The point oscillates harmoniously with an amplitude of 3 cm, a frequency of 20 Hz, an initial phase of п / 6

The point oscillates harmoniously with an amplitude of 3 cm, a frequency of 20 Hz, an initial phase of п / 6. Find the equation of this oscillation, the speed and acceleration of the point for any moment of time.

v = 20 Hz.

φ0 = п / 6.

x (t) -?

V (t) -?

a (t) -?

The equation of harmonic oscillations has the form: х (t) = А * sin (φ0 + ω * t), where А is the amplitude of oscillations, φ0 is the initial phase, ω is the cyclic frequency.

ω = 2 * P * v.

x (t) = 3 * sin (P / 6 + 40 * t).

The dependence of the speed is a derivative of the coordinate: V (t) = x (t) “.

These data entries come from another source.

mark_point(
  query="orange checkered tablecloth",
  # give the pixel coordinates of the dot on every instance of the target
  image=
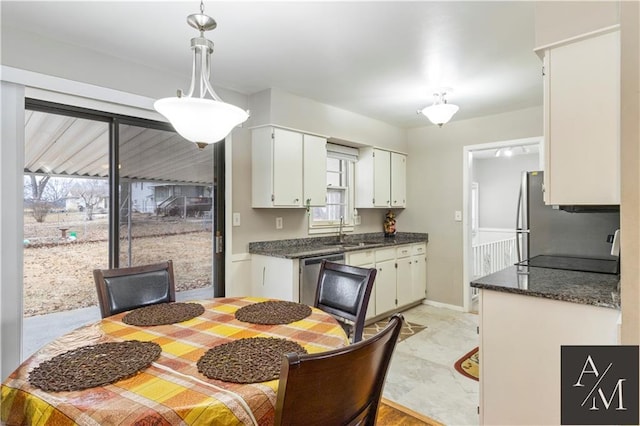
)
(171, 391)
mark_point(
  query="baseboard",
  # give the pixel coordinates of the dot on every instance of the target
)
(443, 305)
(410, 412)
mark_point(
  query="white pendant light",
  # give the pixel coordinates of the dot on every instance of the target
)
(440, 112)
(200, 119)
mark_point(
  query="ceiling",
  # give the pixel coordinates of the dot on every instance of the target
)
(376, 58)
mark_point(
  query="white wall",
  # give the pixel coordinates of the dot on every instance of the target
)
(630, 179)
(434, 176)
(499, 182)
(11, 225)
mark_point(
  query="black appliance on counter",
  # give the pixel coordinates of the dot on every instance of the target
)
(569, 239)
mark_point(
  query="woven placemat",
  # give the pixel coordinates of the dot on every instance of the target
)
(249, 360)
(163, 313)
(95, 365)
(273, 312)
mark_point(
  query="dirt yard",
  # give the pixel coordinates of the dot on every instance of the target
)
(58, 273)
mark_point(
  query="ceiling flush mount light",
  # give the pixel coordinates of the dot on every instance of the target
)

The dependence of the acceleration is the derivative of the speed: a (t) = V (t) “.

V (t) = x (t) “= (3 * sin (п / 6 + 40 * t))” = 3 * cos (п / 6 + 40 * t) * (п / 6 + 40 * t) ” = 3 * cos (п / 6 + 40 * t) * 40 = 120 * cos (п / 6 + 40 * t).

a (t) = V (t) “= (120 * cos (п / 6 + 40 * t))” = – 120 * sin (п / 6 + 40 * t) * (п / 6 + 40 * t) “= – 120 * sin (п / 6 + 40 * t) * 40 * t = – 4800 * sin (п / 6 + 40 * t).